UPDATE:
McVideo wins teens cyber fame: Ad firm pays pair as YouTube clip features drive-through jam
(Milwaukee Journal Sentinel, The (KRT) Via Thomson Dialog NewsEdge) Nov. 23--WAUKESHA -- In the online world of Lonelygirl15 and the Star Wars kid, a three-minute video of a couple of Waukesha teenagers singing at a McDonald's drive-through has developed its own following on the video-sharing Web site You Tube.com.
And the high school students who created the video and posted it on the site have received accolades from the advertising world and enough cash to buy 1,000 McDonald's cheeseburgers, with extra cheese.
Tired of playing video games, Greg Calhoun and Nate Gessner decided one Saturday to play a prank at a Waukesha McDonald's restaurant. Gessner said it took the pair only a few hours to write the song, record a video of Calhoun singing into the drive-through speaker and post it on YouTube. Calhoun's younger brother did the filming.
"We both jam out and play music together," said Gessner, a senior at Waukesha West High School. "It just kind of seemed like the thing to do after I thought we should do something through the drive-through."
In the video, Calhoun sings his confusing order of an apple pie, two large sodas, a shake, three cookies, a cheeseburger with extra cheese and an M&M McFlurry at the drive-through of the McDonald's at 1425 S. West Ave.
"Could you run that all back real quick?" Calhoun asks after he places the order.
A puzzled employee responds, "Um, I missed everything. All I got was the M&M McFlurry."
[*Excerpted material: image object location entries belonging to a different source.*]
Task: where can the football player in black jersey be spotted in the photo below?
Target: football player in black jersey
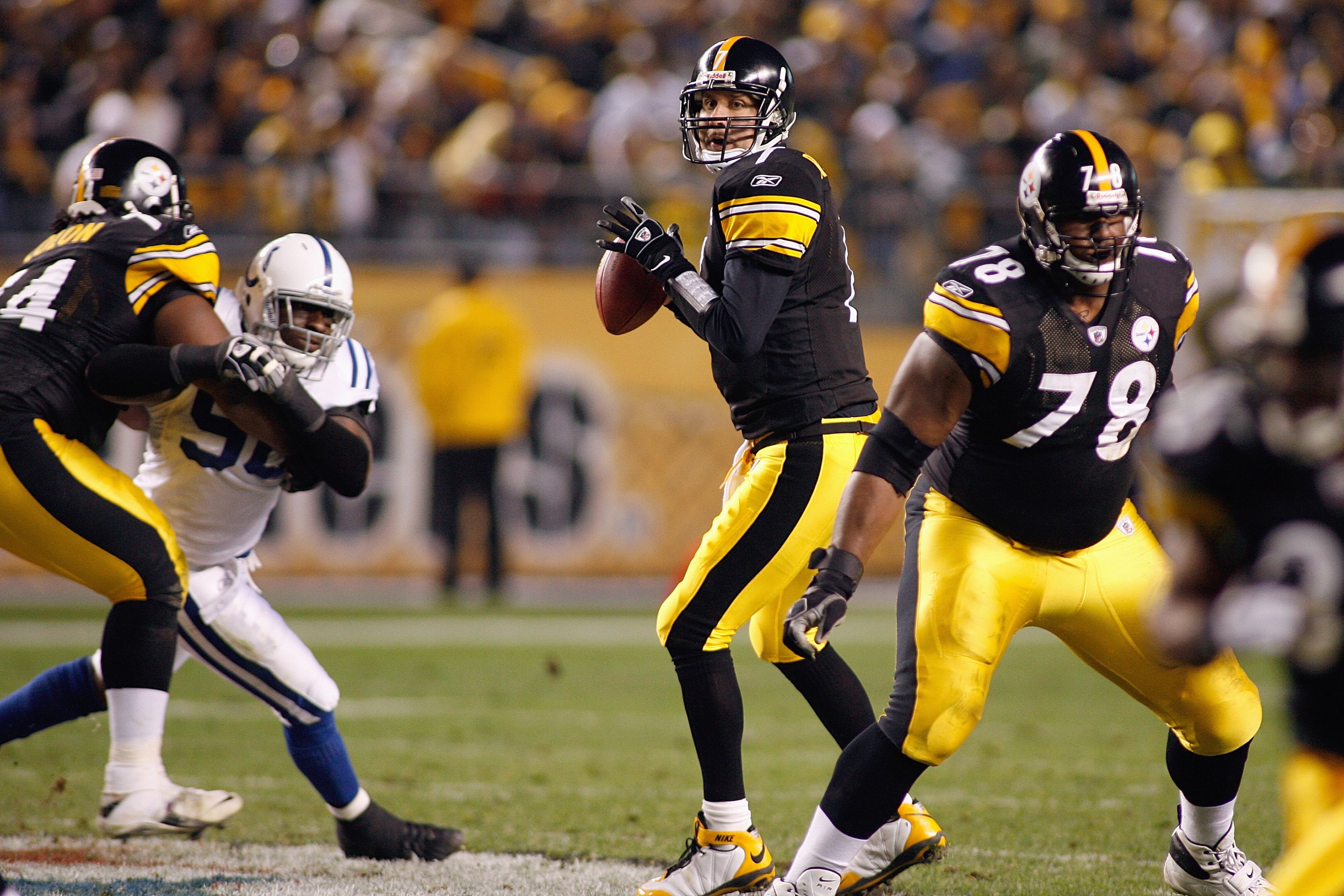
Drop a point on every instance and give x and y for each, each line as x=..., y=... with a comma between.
x=775, y=301
x=1252, y=512
x=124, y=265
x=1037, y=367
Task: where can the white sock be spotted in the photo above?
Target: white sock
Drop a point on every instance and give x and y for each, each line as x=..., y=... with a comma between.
x=1206, y=825
x=733, y=815
x=135, y=759
x=354, y=809
x=824, y=847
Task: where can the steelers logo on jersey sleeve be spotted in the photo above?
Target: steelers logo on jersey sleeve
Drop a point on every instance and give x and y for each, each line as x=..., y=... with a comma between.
x=1144, y=334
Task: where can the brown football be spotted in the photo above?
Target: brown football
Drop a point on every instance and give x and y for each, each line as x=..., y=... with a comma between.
x=627, y=295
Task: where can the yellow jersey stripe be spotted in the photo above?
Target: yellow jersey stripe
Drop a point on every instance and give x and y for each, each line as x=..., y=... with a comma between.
x=195, y=241
x=1187, y=319
x=792, y=230
x=973, y=334
x=1101, y=168
x=786, y=201
x=967, y=303
x=721, y=58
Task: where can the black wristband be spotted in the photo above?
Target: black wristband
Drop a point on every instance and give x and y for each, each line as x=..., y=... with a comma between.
x=838, y=570
x=306, y=413
x=190, y=363
x=893, y=453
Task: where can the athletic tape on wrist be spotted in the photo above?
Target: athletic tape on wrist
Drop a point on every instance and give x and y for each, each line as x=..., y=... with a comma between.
x=893, y=453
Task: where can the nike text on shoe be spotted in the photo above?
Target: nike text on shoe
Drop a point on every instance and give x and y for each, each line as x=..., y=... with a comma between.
x=1221, y=870
x=815, y=882
x=174, y=810
x=715, y=861
x=377, y=833
x=912, y=839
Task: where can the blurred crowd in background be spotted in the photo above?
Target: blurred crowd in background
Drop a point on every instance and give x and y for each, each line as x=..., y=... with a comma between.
x=402, y=124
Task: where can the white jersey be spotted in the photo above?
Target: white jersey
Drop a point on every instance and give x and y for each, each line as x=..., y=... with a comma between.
x=216, y=484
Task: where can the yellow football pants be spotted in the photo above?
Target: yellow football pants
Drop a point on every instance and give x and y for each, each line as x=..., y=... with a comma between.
x=68, y=511
x=1314, y=831
x=753, y=562
x=964, y=593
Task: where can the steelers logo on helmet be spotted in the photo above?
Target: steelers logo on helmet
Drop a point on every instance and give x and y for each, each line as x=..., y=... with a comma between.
x=130, y=176
x=1081, y=178
x=741, y=66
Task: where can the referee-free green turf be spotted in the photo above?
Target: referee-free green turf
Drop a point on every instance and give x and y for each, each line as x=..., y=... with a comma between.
x=584, y=751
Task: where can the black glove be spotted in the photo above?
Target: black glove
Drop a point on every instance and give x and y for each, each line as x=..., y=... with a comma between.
x=240, y=358
x=644, y=240
x=826, y=601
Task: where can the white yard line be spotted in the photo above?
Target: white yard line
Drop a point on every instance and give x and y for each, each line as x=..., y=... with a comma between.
x=208, y=868
x=861, y=628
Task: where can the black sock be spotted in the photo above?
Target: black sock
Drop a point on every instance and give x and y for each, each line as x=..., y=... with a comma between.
x=834, y=692
x=714, y=710
x=869, y=784
x=1206, y=781
x=139, y=644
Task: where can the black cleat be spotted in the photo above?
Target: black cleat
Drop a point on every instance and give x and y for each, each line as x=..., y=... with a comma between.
x=377, y=833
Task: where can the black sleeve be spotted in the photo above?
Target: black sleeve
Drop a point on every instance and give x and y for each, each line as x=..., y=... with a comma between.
x=339, y=457
x=737, y=323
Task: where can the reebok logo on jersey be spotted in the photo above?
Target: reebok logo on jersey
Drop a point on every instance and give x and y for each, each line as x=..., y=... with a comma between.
x=1144, y=334
x=959, y=289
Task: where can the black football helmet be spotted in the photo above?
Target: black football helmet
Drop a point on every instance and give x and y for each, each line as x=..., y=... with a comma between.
x=125, y=175
x=748, y=66
x=1080, y=175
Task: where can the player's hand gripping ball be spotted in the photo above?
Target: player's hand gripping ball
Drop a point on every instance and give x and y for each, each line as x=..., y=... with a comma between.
x=248, y=359
x=637, y=265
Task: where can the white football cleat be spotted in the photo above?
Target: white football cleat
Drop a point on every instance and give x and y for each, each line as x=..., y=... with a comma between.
x=815, y=882
x=912, y=839
x=714, y=863
x=1221, y=870
x=168, y=810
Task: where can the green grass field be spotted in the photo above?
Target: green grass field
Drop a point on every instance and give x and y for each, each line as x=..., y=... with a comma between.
x=542, y=746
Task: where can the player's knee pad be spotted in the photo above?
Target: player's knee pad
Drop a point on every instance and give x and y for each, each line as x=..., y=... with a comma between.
x=139, y=642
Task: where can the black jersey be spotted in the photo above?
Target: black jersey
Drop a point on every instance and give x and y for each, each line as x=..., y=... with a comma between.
x=775, y=208
x=1042, y=455
x=1267, y=519
x=82, y=291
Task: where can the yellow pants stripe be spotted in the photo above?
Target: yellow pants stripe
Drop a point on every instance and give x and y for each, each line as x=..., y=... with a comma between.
x=68, y=511
x=967, y=590
x=753, y=562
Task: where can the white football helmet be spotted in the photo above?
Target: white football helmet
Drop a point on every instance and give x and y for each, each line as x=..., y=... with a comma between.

The group picks up its ice cream dessert at the end of the video.
"We weren't hungry anyway," Gessner said Wednesday.
The video, which has been viewed more than 13,500 times since it was posted about a month and a half ago, caught the eye of Dennis Wakabayashi, art director for Karsh + Hagan, a Colorado-based advertising firm.
"I clicked it and I thought it was great," Wakabayashi said. "It had a guy playing a guitar in a car at a drive-through."
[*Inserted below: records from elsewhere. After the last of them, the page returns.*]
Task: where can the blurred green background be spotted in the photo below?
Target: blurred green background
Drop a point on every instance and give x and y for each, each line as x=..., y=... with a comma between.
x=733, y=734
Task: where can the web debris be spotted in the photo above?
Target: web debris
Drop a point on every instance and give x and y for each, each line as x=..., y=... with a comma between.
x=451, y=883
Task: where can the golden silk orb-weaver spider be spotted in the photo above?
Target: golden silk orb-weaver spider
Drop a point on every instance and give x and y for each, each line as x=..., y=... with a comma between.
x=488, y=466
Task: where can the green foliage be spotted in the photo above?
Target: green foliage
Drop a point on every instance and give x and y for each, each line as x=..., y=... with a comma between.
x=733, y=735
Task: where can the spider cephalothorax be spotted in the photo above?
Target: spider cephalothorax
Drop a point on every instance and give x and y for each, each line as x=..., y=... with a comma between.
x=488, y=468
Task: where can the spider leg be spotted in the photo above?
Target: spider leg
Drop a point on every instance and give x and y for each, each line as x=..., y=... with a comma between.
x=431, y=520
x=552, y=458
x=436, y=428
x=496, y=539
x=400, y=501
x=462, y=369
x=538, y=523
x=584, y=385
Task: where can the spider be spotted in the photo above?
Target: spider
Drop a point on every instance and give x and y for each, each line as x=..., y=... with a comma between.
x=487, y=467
The clip was also featured on MSNBC's "Countdown with Keith Olbermann" as part of its No. 1 story for the night.
"We're of two minds whether this is pure genius, or really, really dumb," Olbermann said on the show.
More than 65,000 videos are uploaded daily on YouTube .com, a Web site founded in a garage in February 2005, according to the Web site. The company was recently sold to Google in a $1.65 billion deal.
Calhoun, a senior at Catholic Memorial High School, Gessner and a group of their friends went on to produce a few more McDonald's videos for Wakabayashi.
The short films were used during internal presentations to McDonald's employees and were a success, Wakabayashi said.
"It went over well," Wakabayashi said. "I think the reason it appeals to people is because it's passionate. It's a real situation."
The new videos differed slightly from their original work. Calhoun and Gessner worked different menu items into songs and changed verses. They also removed a line in the song about gaining weight after eating some McDonald's products.
"I guess that was easily worked around," Gessner said.
Employees at the West Ave. McDonald's declined to comment Wednesday, but McDonald's spokeswoman Danya Proud said people often create videos about the fast-food chain. She said she wasn't aware of Calhoun and Gessner's production.
"There are hundreds of these things, not just about McDonald's but for hundreds of companies, all over the Web," Proud said.
The firm paid Calhoun and Gessner a small sum for their work, but Gessner said the chance to work in advertising was more rewarding than the money.
Wakabayashi said the teenagers' short clips could become an in-theater advertisement before a movie, but the project's future wasn't certain.